Nonostante il meccanismo della triangolazione [2] – che dovrebbe servire proprio a mantenere normale il livello di greggio sui mercati – non è da escludersi un potenziale indebolimento dell’offerta, considerato che non tutto il petrolio russo prima destinato all’Occidente può trovare nuove destinazioni: in tal caso, in presenza di una domanda costante da parte dei consumatori europei e americani, si avrebbe un aumento dei prezzi e un aggravarsi ulteriore dell’inflazione. Uno studio di Bankitalia ha mostrato, infatti, che durante i primi nove mesi del 2022 oltre il 60% dell’inflazione nell’eurozona derivava dall’aumento dei costi energetici: «L’eccezionale shock energetico ha contribuito al rialzo dell’inflazione complessiva in modo rilevante, nonostante una contenuta elasticità della componente di fondo ai prezzi energetici. Nella media dei primi nove mesi del 2022 l’aumento dei prezzi dell’energia spiega direttamente o indirettamente circa il 60 per cento dell’inflazione nell’area dell’euro. Queste evidenze sono qualitativamente simili tra i maggiori paesi dell’area, seppure con alcune eterogeneità quantitative», si legge [3] nel rapporto. Una prova in più del fatto che per abbassare l’inflazione si deve agire sui costi dell’energia più che sui tassi d’interesse, il cui rialzo finora non ha sortito l’effetto di contenere il carovita.

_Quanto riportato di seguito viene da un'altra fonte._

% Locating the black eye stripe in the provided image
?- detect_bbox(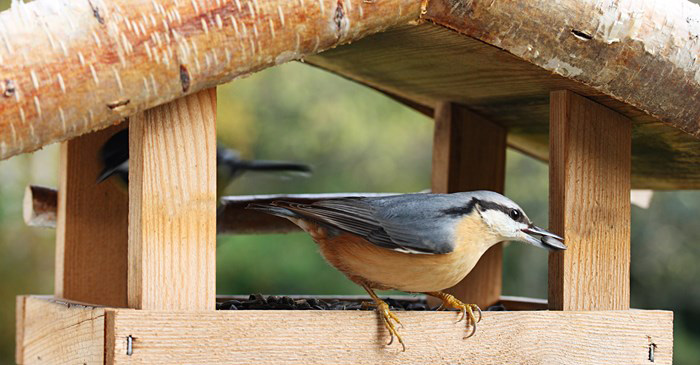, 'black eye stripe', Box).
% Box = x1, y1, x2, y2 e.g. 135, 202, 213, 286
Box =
478, 200, 527, 223
442, 198, 528, 223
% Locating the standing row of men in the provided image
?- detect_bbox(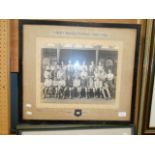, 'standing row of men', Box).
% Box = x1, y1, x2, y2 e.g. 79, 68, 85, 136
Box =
43, 60, 115, 99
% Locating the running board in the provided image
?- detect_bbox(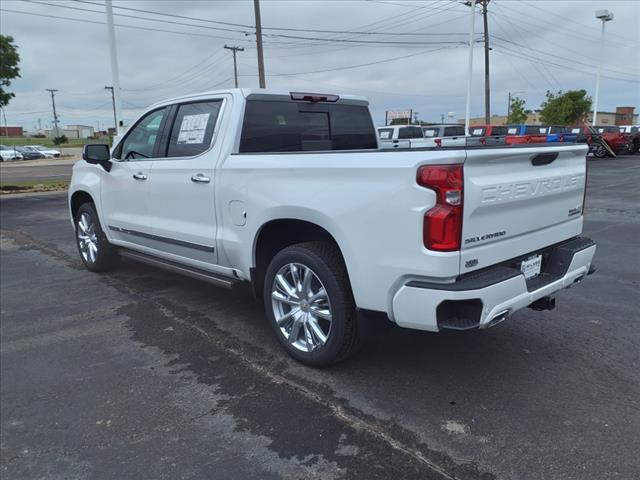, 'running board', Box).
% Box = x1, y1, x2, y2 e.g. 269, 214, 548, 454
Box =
119, 248, 241, 289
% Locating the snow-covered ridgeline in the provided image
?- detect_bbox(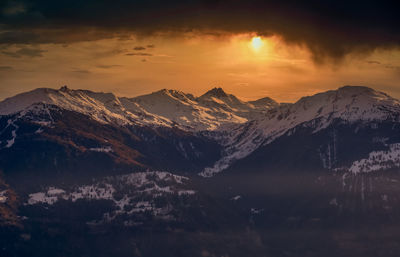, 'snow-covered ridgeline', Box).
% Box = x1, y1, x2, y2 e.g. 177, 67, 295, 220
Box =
199, 86, 400, 177
0, 87, 278, 131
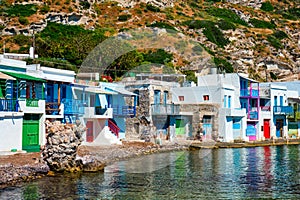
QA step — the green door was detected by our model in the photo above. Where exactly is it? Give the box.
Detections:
[176,119,185,135]
[22,114,40,152]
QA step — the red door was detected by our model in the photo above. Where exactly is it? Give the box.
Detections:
[264,119,270,139]
[86,121,94,142]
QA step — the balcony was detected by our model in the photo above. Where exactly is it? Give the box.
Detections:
[240,89,258,97]
[45,102,64,118]
[62,99,84,115]
[0,99,17,112]
[151,104,180,115]
[26,99,39,107]
[83,107,113,119]
[113,106,136,117]
[260,106,271,112]
[248,111,258,120]
[223,108,246,117]
[18,99,45,113]
[273,106,294,115]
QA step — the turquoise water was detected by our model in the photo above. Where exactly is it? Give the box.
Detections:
[0,145,300,200]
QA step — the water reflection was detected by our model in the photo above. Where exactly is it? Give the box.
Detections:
[0,145,300,200]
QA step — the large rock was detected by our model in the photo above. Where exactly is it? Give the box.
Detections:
[42,121,86,172]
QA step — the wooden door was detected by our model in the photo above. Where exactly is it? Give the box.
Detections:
[86,121,94,142]
[264,119,271,139]
[22,114,40,152]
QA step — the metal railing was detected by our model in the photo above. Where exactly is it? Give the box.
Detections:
[26,99,39,107]
[61,99,85,115]
[113,106,136,117]
[151,104,180,115]
[0,99,17,112]
[273,106,294,115]
[45,102,60,115]
[240,89,258,97]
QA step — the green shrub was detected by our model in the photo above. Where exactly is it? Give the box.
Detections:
[183,20,229,47]
[6,4,37,17]
[282,8,300,20]
[79,1,91,10]
[207,7,248,26]
[12,34,30,46]
[146,4,160,12]
[267,35,282,49]
[270,72,278,80]
[272,31,288,40]
[118,15,131,22]
[143,49,173,64]
[19,16,29,25]
[217,20,236,30]
[148,22,177,32]
[260,1,274,12]
[249,18,276,29]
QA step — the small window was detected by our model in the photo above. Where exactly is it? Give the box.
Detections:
[203,95,209,101]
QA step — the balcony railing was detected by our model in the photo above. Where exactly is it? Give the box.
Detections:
[260,106,271,112]
[113,106,136,117]
[240,89,258,97]
[62,99,84,115]
[151,104,180,115]
[26,99,39,107]
[95,106,107,115]
[248,111,258,120]
[0,99,17,112]
[273,106,294,115]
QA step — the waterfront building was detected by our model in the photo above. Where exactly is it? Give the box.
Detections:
[264,81,300,138]
[260,83,292,139]
[122,74,183,139]
[0,56,45,152]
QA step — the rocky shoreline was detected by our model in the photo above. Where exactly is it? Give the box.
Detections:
[0,139,300,188]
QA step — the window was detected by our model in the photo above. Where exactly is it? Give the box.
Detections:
[90,94,96,107]
[164,91,168,105]
[279,96,283,106]
[223,95,227,108]
[274,96,277,106]
[154,90,160,105]
[203,95,209,101]
[133,90,140,106]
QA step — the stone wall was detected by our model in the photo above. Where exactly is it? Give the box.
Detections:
[180,103,219,139]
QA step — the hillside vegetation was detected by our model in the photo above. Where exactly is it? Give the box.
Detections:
[0,0,300,81]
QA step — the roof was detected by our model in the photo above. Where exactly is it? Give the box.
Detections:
[2,71,46,82]
[237,73,259,83]
[105,87,137,96]
[0,72,16,80]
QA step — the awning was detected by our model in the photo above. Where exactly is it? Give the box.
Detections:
[85,87,116,94]
[0,72,16,80]
[2,71,46,82]
[105,87,137,96]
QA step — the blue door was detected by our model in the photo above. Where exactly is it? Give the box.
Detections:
[276,119,283,138]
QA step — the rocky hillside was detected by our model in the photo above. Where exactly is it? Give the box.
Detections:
[0,0,300,81]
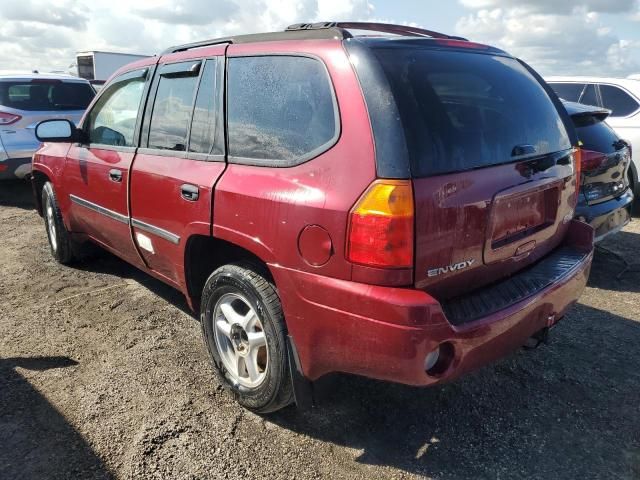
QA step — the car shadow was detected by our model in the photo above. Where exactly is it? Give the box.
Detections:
[0,180,36,210]
[73,248,199,321]
[267,305,640,479]
[0,357,113,479]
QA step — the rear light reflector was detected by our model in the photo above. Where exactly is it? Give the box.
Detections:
[0,112,22,125]
[347,180,414,268]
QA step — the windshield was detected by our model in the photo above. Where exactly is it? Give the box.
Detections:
[373,47,571,177]
[0,79,95,111]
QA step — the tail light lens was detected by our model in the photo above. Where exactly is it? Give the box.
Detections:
[0,112,22,125]
[347,180,414,268]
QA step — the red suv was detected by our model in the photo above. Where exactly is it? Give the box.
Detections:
[33,23,593,412]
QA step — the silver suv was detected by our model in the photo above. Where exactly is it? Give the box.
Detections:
[0,73,95,179]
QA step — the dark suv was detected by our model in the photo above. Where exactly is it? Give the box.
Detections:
[563,102,633,242]
[33,23,593,412]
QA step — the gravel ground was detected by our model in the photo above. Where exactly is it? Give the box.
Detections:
[0,183,640,479]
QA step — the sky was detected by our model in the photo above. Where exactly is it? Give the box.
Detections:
[0,0,640,77]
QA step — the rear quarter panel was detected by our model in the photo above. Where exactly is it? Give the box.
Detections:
[213,40,375,282]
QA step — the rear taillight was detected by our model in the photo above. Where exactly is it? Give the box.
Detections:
[580,148,607,172]
[347,180,414,268]
[0,112,22,125]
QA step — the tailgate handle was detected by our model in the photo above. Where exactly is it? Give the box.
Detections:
[180,183,200,202]
[109,168,122,182]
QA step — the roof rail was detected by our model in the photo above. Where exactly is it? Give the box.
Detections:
[160,22,467,55]
[286,22,467,40]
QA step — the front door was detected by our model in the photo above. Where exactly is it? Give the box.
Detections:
[64,68,149,266]
[130,50,225,289]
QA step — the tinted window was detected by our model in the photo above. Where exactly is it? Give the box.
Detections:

Se sul piano economico l’aumento dei prezzi potrebbe essere una conseguenza importante dell’embargo, su quello geopolitico, l’iniziativa del Paesi del G7 non farà che acuire il divario tra Occidente e il resto del mondo che non ha aderito alle sanzioni del blocco atlantico: i Paesi del gruppo BRICS, infatti, stanno rinsaldando i loro legami e avviando scambi bilaterali con le rispettive valute locali proprio sui prodotti petroliferi, accelerando il processo di de-dollarizzazione [4] che va di pari passo con quello di de-globalizzazione, chiamato anche decoupling. Le triangolazioni, inoltre, contribuiscono alla crescita dell’importanza economica e geopolitica di potenze come l’India la cui economia sta rapidamente crescendo, tanto da essersi collocata al quinto posto nella classifica delle economie mondiali, superando la Gran Bretagna. Un rapido mutamento di assetti internazionali accelerato proprio dalle sanzioni in cui, se per la Cina è ancora troppo presto per tagliare i rapporti economici con l’Occidente, per la Casa Bianca è necessario agire in direzione protezionistica, puntando su una globalizzazione regionale – il cosiddetto frien-shoring auspicato dal segretario al Tesoro Janet Yellen – e su iniziative quali l’Inflaction Reduction Act che mira a difendere il mercato americano a scapito soprattutto di quello europeo [5]. Allo stesso tempo, è ancora troppo presto per dire se l’embargo al petrolio russo raggiungerà i risultati per i quali è stato messo in atto, vale a dire privare Mosca delle risorse per finanziare la guerra. Quel che è certo è che, a dispetto di quanto sostenuto dalle istituzioni e dai media occidentali, le altre sanzioni comminate a Mosca dall’inizio del conflitto non sono riuscite a farla crollare né a far cessare la guerra.